Re: How to model data to achieve specific data locality

2014-12-07 Thread Eric Stevens
 Also new seq_types can be added and old seq_types can be deleted. This
means I often need to ALTER TABLE to add and drop columns.

Kai, unless I'm misunderstanding something, I don't see why you need to
alter the table to add a new seq type.  From a data model perspective,
these are just new values in a row.

If you do have columns which are specific to particular seq_types, data
modeling does become a little more challenging.  In that case you may get
some advantage from using collections (especially map) to store data which
applies to only a few seq types.  Or defining a schema which includes the
set of all possible columns (that's when you're getting into ALTERs when a
new column comes or goes).

 All sequences with the same seq_id tend to grow at the same rate.

Note that it is an anti pattern in Cassandra to append to the same row
indefinitely.  I think you understand this because of your original
question.  But please note that a sub partitioning strategy which reuses
subpartitions will result in degraded read performance after a while.
You'll need to rotate sub partitions by something that doesn't repeat in
order to keep the data for a given partition key grouped into just a few
sstables.  A typical pattern there is to use some kind of time bucket
(hour, day, week, etc., depending on your write volume).

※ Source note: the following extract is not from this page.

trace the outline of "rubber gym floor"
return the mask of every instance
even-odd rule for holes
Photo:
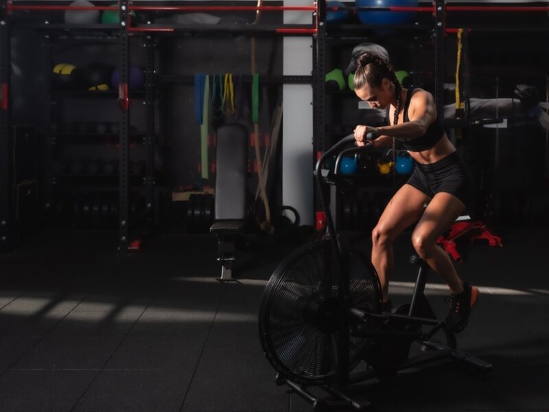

I do note that your original question was about preserving data locality -
and having a consistent locality for a given seq_id - for best offline
analytics.  If you wanted to work for this, you can certainly also include
a blob value in your partitioning key, whose value is calculated to force a
ring collision with this record's sibling data.  With Cassandra's default
partitioner of murmur3, that's probably pretty challenging - murmur3 isn't
designed to be cryptographically strong (it doesn't work to make it
difficult to force a collision), but it's meant to have good distribution
(it may still be computationally expensive to force a collision - I'm not
that familiar with its internal workings).  In this case,
ByteOrderedPartitioner would be a lot easier to force a ring collision on,
but then you need to work on a good ring balancing strategy to distribute
your data evenly over the ring.

On Sun Dec 07 2014 at 2:56:26 AM DuyHai Doan doanduy...@gmail.com wrote:

 Those sequences are not fixed. All sequences with the same seq_id tend
 to grow at the same rate. If it's one partition per seq_id, the size will
 most likely exceed the threshold quickly

 -- Then use bucketing to avoid too wide partitions

 Also new seq_types can be added and old seq_types can be deleted. This
 means I often need to ALTER TABLE to add and drop columns. I am not sure if
 this is a good practice from operation point of view.

  -- I don't understand why altering table is necessary to add seq_types.
 If seq_types is defined as your clustering column, you can have many of
 them using the same table structure ...





 On Sat, Dec 6, 2014 at 10:09 PM, Kai Wang dep...@gmail.com wrote:

 On Sat, Dec 6, 2014 at 11:18 AM, Eric Stevens migh...@gmail.com wrote:

 It depends on the size of your data, but if your data is reasonably
 small, there should be no trouble including thousands of records on the
 same partition key.  So a data model using PRIMARY KEY ((seq_id), seq_type)
 ought to work fine.

 If the data size per partition exceeds some threshold that represents
 the right tradeoff of increasing repair cost, gc pressure, threatening
 unbalanced loads, and other issues that come with wide partitions, then you
 can subpartition via some means in a manner consistent with your work load,
 with something like PRIMARY KEY ((seq_id, subpartition), seq_type).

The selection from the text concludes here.